Today -100: October 9, 1918: He deems the answer to these questions vital from every point of view

Woodrow Wilson sends a reply to German Chancellor Prince Max. Oops, sorry, “It is not a reply, it is an inquiry,” says Secretary of State Robert Lansing. Specifically, Max is asked if Germany accepts the 14 Points (as opposed to negotiating over them) and whether he speaks “merely for the constituted authorities of the empire who so far have conducted the war.” As opposed to who?

The NYT doubts the sincerity of German moves towards peace and democracy, moves which the Stuttgarter Neues Tageblatt says were authorized by the Military High Command. Is the NYT (and indeed Woodrow Wilson) expecting an election in Germany before it’s allowed to ask for peace?

Kaiser Wilhelm a couple of weeks ago told German soldiers in Alsace that “we” would defend with the last drop of “our” blood Alsace-Lorraine, “which belong to us and which the Almighty has intrusted to us to administer as his stewards, and we shall keep them for the benefit of their inhabitants and the glory of God. ... Our enemies cannot and will not succeed. We are under Divine protection.”

Headline of the Day -100: 

Turkey may or may not also be asking for peace, but part of Turkey, the province of Smyrna, definitely is, sending emissaries to Athens with some sort of offer.

The NYT is disappointed that NY women aren’t registering to vote in large numbers. On the first day of registration, 31,000 men registered in Manhattan and only 10,000 women, with similar numbers in the other boroughs. The Times admits it was opposed to women’s suffrage, but now it is a duty to vote: “The women who refuse to vote should recognize that by staying at home they actually increase the vote of the unintelligent or the vicious... Every woman who has the public welfare at heart should vote, whether it is distasteful to her or not, and every man should urge this as a positive duty upon the women he can influence.” Trust the NYT to end an editorial about women voters with a call to the mighty power of mansplaining.

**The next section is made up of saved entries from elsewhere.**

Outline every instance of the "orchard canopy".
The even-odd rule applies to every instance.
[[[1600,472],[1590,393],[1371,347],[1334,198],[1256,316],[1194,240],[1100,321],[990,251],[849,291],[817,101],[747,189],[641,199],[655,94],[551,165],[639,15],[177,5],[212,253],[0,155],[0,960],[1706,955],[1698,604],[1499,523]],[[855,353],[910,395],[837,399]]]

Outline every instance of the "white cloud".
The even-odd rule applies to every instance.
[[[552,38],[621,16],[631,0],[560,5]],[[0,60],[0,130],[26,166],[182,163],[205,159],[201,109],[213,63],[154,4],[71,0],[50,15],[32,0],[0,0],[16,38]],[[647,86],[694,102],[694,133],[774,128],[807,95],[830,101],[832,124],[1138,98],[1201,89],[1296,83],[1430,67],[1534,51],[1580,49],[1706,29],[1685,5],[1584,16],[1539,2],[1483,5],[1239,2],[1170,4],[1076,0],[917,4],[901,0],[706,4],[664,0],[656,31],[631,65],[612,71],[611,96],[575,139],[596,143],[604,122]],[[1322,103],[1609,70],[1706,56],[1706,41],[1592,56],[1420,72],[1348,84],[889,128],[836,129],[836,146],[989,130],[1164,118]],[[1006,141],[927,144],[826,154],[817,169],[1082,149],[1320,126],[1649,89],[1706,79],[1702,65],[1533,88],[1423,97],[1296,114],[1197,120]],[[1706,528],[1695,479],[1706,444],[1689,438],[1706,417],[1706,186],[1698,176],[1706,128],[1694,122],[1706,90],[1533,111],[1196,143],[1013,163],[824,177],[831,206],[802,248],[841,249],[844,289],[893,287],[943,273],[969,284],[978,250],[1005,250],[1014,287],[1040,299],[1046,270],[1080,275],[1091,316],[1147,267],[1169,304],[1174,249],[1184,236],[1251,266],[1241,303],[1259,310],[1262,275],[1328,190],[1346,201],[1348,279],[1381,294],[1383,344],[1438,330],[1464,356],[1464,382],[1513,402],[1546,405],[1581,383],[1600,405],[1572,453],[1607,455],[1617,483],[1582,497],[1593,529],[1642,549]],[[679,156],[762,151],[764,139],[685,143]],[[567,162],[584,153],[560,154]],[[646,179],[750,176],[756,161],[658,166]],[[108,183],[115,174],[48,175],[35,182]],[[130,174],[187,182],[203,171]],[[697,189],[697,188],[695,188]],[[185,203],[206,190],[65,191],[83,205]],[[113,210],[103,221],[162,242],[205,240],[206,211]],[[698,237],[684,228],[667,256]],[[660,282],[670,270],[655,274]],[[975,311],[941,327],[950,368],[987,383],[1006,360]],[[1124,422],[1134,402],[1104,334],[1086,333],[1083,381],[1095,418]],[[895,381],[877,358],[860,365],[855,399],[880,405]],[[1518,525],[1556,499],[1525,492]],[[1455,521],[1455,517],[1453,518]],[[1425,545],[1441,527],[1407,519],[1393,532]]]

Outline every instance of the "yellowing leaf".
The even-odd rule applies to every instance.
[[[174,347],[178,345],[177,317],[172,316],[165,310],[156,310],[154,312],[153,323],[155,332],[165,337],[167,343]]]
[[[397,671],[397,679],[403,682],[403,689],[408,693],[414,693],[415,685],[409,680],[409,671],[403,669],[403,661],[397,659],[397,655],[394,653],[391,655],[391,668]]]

This is a recording made on this day and released as a gramophone record before the end of the war of the Royal Garrison Artillery firing gas shells near Lille. Not all that exciting, but it is the only known sound recording of World War I. Recording engineer Will Gaisberg dragged his equipment to the front and breathed in some of the poison gas himself, which may have contributed to his death next month from Spanish Flu.